In den letzten Monaten haben sie dafür häufiger Musikinstrumente beliehen, Gitarren, Saxofone, Geigen. Die langfristigen Probleme der Leihhäuser wird das allerdings nicht lösen. "Die Frage ist", sagt Anneliese Rainer: "Was können wir überhaupt noch beleihen? Welcher Alltagsgegenstand hat überhaupt noch langfristig einen Wert?"

So sieht das auch Lena Richter (25), die Tochter des Eigentümers der Pfandleihe Richter: "Es stimmt, dass unsere Generation sich weniger interessiert für Porzellan und Silberringe. Ich sehe das ja bei meinen Freunden", sagt sie. "Aber andererseits fand ich es dann immer besonders schön, wenn junge Leute in den Laden kamen und sich interessiert haben; die waren oft ganz fasziniert von den alten Silberringen, haben sich genau erklären lassen, wie die früher hergestellt wurden."

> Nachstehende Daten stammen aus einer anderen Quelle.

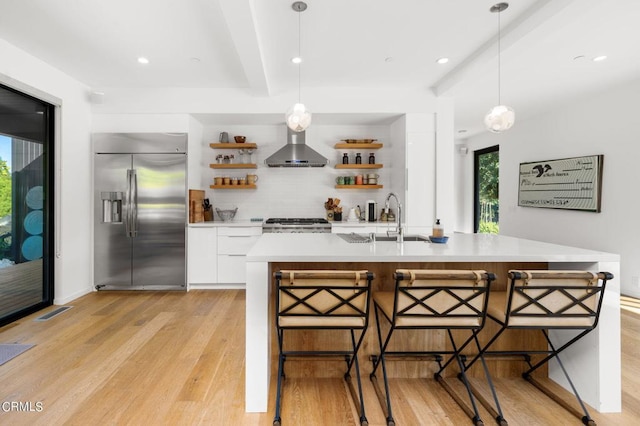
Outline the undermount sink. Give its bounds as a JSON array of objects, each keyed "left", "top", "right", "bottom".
[{"left": 376, "top": 234, "right": 429, "bottom": 241}]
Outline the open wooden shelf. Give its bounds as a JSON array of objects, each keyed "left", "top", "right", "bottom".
[
  {"left": 336, "top": 185, "right": 383, "bottom": 189},
  {"left": 209, "top": 163, "right": 258, "bottom": 169},
  {"left": 336, "top": 164, "right": 382, "bottom": 169},
  {"left": 209, "top": 142, "right": 258, "bottom": 149},
  {"left": 335, "top": 142, "right": 382, "bottom": 150},
  {"left": 209, "top": 183, "right": 257, "bottom": 189}
]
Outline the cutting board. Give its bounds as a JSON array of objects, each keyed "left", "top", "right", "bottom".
[{"left": 189, "top": 189, "right": 204, "bottom": 223}]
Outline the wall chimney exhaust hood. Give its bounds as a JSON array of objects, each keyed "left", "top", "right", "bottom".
[{"left": 264, "top": 127, "right": 329, "bottom": 167}]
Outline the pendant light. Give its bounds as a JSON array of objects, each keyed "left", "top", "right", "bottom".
[
  {"left": 484, "top": 3, "right": 516, "bottom": 133},
  {"left": 285, "top": 1, "right": 311, "bottom": 132}
]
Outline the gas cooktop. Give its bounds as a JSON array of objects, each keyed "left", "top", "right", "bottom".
[
  {"left": 262, "top": 217, "right": 331, "bottom": 233},
  {"left": 265, "top": 217, "right": 329, "bottom": 225}
]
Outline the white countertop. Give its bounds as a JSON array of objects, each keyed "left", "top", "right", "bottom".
[
  {"left": 247, "top": 234, "right": 620, "bottom": 262},
  {"left": 331, "top": 220, "right": 396, "bottom": 228},
  {"left": 189, "top": 220, "right": 262, "bottom": 228}
]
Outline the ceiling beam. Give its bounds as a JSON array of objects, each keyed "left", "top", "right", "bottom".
[
  {"left": 220, "top": 0, "right": 271, "bottom": 96},
  {"left": 431, "top": 0, "right": 582, "bottom": 96}
]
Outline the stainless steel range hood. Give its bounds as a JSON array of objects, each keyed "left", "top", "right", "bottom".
[{"left": 264, "top": 127, "right": 329, "bottom": 167}]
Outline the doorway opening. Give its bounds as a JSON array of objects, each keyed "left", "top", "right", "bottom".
[
  {"left": 0, "top": 85, "right": 55, "bottom": 326},
  {"left": 473, "top": 145, "right": 500, "bottom": 234}
]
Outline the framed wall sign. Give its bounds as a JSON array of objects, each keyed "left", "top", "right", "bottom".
[{"left": 518, "top": 155, "right": 604, "bottom": 212}]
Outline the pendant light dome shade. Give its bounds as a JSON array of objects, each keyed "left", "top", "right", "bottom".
[
  {"left": 484, "top": 105, "right": 516, "bottom": 133},
  {"left": 285, "top": 103, "right": 311, "bottom": 132},
  {"left": 484, "top": 3, "right": 516, "bottom": 133},
  {"left": 284, "top": 1, "right": 311, "bottom": 132}
]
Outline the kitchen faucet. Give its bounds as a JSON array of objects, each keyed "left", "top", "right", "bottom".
[{"left": 384, "top": 192, "right": 404, "bottom": 243}]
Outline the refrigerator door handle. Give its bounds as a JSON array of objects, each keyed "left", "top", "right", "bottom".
[
  {"left": 131, "top": 169, "right": 138, "bottom": 237},
  {"left": 124, "top": 169, "right": 133, "bottom": 237}
]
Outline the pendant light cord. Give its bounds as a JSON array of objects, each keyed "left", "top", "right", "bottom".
[
  {"left": 498, "top": 11, "right": 502, "bottom": 105},
  {"left": 298, "top": 7, "right": 302, "bottom": 103}
]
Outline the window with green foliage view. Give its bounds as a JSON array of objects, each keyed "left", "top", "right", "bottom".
[{"left": 474, "top": 146, "right": 500, "bottom": 234}]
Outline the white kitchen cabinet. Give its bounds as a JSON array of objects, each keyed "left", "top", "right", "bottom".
[
  {"left": 217, "top": 226, "right": 262, "bottom": 284},
  {"left": 187, "top": 227, "right": 218, "bottom": 284}
]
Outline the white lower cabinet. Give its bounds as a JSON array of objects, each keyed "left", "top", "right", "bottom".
[
  {"left": 187, "top": 227, "right": 218, "bottom": 284},
  {"left": 217, "top": 226, "right": 262, "bottom": 284}
]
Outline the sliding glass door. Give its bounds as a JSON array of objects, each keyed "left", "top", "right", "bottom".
[
  {"left": 0, "top": 85, "right": 54, "bottom": 325},
  {"left": 474, "top": 145, "right": 500, "bottom": 234}
]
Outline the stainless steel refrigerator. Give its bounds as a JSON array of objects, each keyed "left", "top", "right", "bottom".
[{"left": 92, "top": 133, "right": 187, "bottom": 290}]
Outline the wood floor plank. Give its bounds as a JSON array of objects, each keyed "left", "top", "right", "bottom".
[{"left": 0, "top": 290, "right": 640, "bottom": 426}]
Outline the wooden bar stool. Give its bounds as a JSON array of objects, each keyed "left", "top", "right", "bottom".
[
  {"left": 466, "top": 270, "right": 613, "bottom": 425},
  {"left": 370, "top": 269, "right": 495, "bottom": 425},
  {"left": 273, "top": 270, "right": 373, "bottom": 425}
]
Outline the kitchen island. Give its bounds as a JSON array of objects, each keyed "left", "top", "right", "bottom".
[{"left": 245, "top": 233, "right": 621, "bottom": 412}]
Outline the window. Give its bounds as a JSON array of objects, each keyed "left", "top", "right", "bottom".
[
  {"left": 0, "top": 85, "right": 54, "bottom": 325},
  {"left": 473, "top": 145, "right": 500, "bottom": 234}
]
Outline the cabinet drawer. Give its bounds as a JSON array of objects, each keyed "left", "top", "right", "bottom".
[
  {"left": 218, "top": 226, "right": 262, "bottom": 236},
  {"left": 218, "top": 235, "right": 259, "bottom": 254},
  {"left": 218, "top": 254, "right": 247, "bottom": 284}
]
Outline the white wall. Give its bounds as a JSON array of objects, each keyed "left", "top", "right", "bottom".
[
  {"left": 457, "top": 80, "right": 640, "bottom": 297},
  {"left": 0, "top": 39, "right": 92, "bottom": 304},
  {"left": 195, "top": 124, "right": 404, "bottom": 220}
]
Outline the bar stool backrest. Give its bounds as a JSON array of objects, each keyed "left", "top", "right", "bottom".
[
  {"left": 393, "top": 269, "right": 495, "bottom": 328},
  {"left": 276, "top": 270, "right": 373, "bottom": 328},
  {"left": 505, "top": 271, "right": 610, "bottom": 329}
]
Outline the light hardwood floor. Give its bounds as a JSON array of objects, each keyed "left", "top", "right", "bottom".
[{"left": 0, "top": 290, "right": 640, "bottom": 426}]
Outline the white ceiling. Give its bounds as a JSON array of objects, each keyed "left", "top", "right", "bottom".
[{"left": 0, "top": 0, "right": 640, "bottom": 136}]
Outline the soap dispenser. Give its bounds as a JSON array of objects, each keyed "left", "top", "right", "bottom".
[{"left": 433, "top": 219, "right": 444, "bottom": 238}]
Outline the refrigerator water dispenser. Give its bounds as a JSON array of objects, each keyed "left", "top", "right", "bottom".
[{"left": 100, "top": 192, "right": 123, "bottom": 223}]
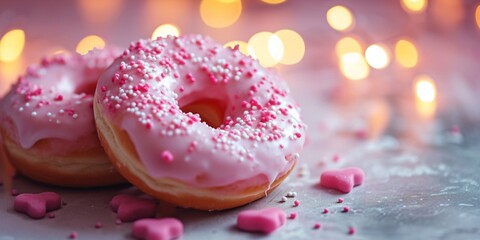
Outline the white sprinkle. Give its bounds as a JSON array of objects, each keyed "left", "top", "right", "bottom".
[{"left": 286, "top": 192, "right": 297, "bottom": 198}]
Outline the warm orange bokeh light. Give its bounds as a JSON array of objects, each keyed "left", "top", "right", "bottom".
[
  {"left": 200, "top": 0, "right": 242, "bottom": 28},
  {"left": 75, "top": 35, "right": 105, "bottom": 55},
  {"left": 152, "top": 24, "right": 180, "bottom": 40},
  {"left": 395, "top": 39, "right": 418, "bottom": 68},
  {"left": 0, "top": 29, "right": 25, "bottom": 62},
  {"left": 400, "top": 0, "right": 428, "bottom": 13},
  {"left": 262, "top": 0, "right": 287, "bottom": 4},
  {"left": 327, "top": 5, "right": 355, "bottom": 31},
  {"left": 365, "top": 44, "right": 390, "bottom": 69}
]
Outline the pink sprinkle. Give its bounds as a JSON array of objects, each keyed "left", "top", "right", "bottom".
[
  {"left": 162, "top": 150, "right": 173, "bottom": 163},
  {"left": 320, "top": 168, "right": 365, "bottom": 193},
  {"left": 68, "top": 232, "right": 78, "bottom": 239},
  {"left": 348, "top": 227, "right": 355, "bottom": 235},
  {"left": 11, "top": 188, "right": 18, "bottom": 197},
  {"left": 13, "top": 192, "right": 61, "bottom": 219},
  {"left": 132, "top": 218, "right": 183, "bottom": 240},
  {"left": 237, "top": 208, "right": 286, "bottom": 233},
  {"left": 332, "top": 154, "right": 340, "bottom": 162}
]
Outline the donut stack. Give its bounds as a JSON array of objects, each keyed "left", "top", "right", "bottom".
[{"left": 0, "top": 35, "right": 306, "bottom": 210}]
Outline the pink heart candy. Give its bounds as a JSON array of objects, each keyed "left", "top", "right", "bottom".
[
  {"left": 320, "top": 167, "right": 365, "bottom": 193},
  {"left": 13, "top": 192, "right": 62, "bottom": 219},
  {"left": 110, "top": 194, "right": 157, "bottom": 222},
  {"left": 132, "top": 218, "right": 183, "bottom": 240},
  {"left": 237, "top": 208, "right": 286, "bottom": 233}
]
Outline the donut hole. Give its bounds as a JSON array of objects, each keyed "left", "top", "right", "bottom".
[
  {"left": 180, "top": 99, "right": 225, "bottom": 128},
  {"left": 74, "top": 81, "right": 97, "bottom": 95}
]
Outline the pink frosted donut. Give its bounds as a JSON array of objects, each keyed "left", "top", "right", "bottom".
[
  {"left": 0, "top": 49, "right": 124, "bottom": 187},
  {"left": 94, "top": 35, "right": 305, "bottom": 210}
]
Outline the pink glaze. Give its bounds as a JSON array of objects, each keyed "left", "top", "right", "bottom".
[
  {"left": 132, "top": 218, "right": 183, "bottom": 240},
  {"left": 237, "top": 208, "right": 286, "bottom": 233},
  {"left": 348, "top": 227, "right": 356, "bottom": 235},
  {"left": 95, "top": 35, "right": 306, "bottom": 188},
  {"left": 13, "top": 192, "right": 62, "bottom": 219},
  {"left": 320, "top": 167, "right": 365, "bottom": 193},
  {"left": 110, "top": 194, "right": 157, "bottom": 222},
  {"left": 0, "top": 50, "right": 117, "bottom": 152}
]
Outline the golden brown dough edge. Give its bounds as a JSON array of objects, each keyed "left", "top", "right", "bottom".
[{"left": 0, "top": 126, "right": 125, "bottom": 187}]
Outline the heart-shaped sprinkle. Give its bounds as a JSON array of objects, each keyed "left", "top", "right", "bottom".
[
  {"left": 110, "top": 194, "right": 157, "bottom": 222},
  {"left": 13, "top": 192, "right": 62, "bottom": 219},
  {"left": 237, "top": 208, "right": 286, "bottom": 233},
  {"left": 132, "top": 218, "right": 183, "bottom": 240},
  {"left": 320, "top": 167, "right": 365, "bottom": 193}
]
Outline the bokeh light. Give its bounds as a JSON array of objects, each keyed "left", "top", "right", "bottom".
[
  {"left": 200, "top": 0, "right": 242, "bottom": 28},
  {"left": 327, "top": 5, "right": 355, "bottom": 31},
  {"left": 248, "top": 32, "right": 283, "bottom": 67},
  {"left": 75, "top": 35, "right": 105, "bottom": 55},
  {"left": 339, "top": 52, "right": 370, "bottom": 80},
  {"left": 275, "top": 29, "right": 305, "bottom": 65},
  {"left": 400, "top": 0, "right": 428, "bottom": 13},
  {"left": 365, "top": 44, "right": 390, "bottom": 69},
  {"left": 395, "top": 39, "right": 418, "bottom": 68},
  {"left": 335, "top": 37, "right": 363, "bottom": 58},
  {"left": 223, "top": 41, "right": 257, "bottom": 59},
  {"left": 0, "top": 29, "right": 25, "bottom": 62},
  {"left": 415, "top": 75, "right": 437, "bottom": 103},
  {"left": 152, "top": 24, "right": 180, "bottom": 40},
  {"left": 262, "top": 0, "right": 287, "bottom": 4}
]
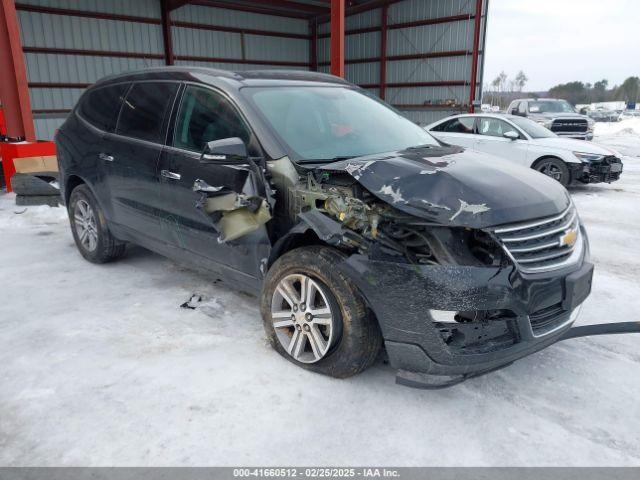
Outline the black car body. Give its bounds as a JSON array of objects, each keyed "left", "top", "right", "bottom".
[
  {"left": 507, "top": 98, "right": 594, "bottom": 140},
  {"left": 56, "top": 68, "right": 593, "bottom": 386}
]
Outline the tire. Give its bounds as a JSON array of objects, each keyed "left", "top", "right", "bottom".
[
  {"left": 68, "top": 185, "right": 126, "bottom": 263},
  {"left": 260, "top": 246, "right": 382, "bottom": 378},
  {"left": 532, "top": 157, "right": 571, "bottom": 187},
  {"left": 11, "top": 172, "right": 60, "bottom": 196}
]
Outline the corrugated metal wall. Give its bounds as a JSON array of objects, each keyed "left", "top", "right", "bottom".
[
  {"left": 17, "top": 0, "right": 309, "bottom": 140},
  {"left": 17, "top": 0, "right": 488, "bottom": 139},
  {"left": 318, "top": 0, "right": 488, "bottom": 124}
]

Es gibt immer Leute, die die Bank nicht für kreditwürdig hält
Sie kann sich auch vorstellen, dass das Interesse an Silber- und Goldschmuck wiederkommt: "Das ändert sich ja in jeder Generation." Vielleicht wird sie später den Laden übernehmen, aktuell studiert sie Betriebswirtschaftslehre. Sie glaubt: So lange es Bargeld gibt, wird es auch Pfandleihen geben. Denn es gibt immer Leute, die die Bank nicht für kreditwürdig hält oder die dringend Bargeld brauchen.
An viele Kunden kann sie sich noch ganz genau erinnern, beispielsweise die alleinerziehende Mutter, die immer wieder vorbeikam, um alte Familienerbstücke zu beleihen, um ihrer Tochter Schulausflüge und Lernmaterial bezahlen zu können. Wenn sie den Laden übernimmt, wird sie versuchen, auch elektronische Geräte zu beleihen. "Das geht dann nur unter Wert, aber es geht."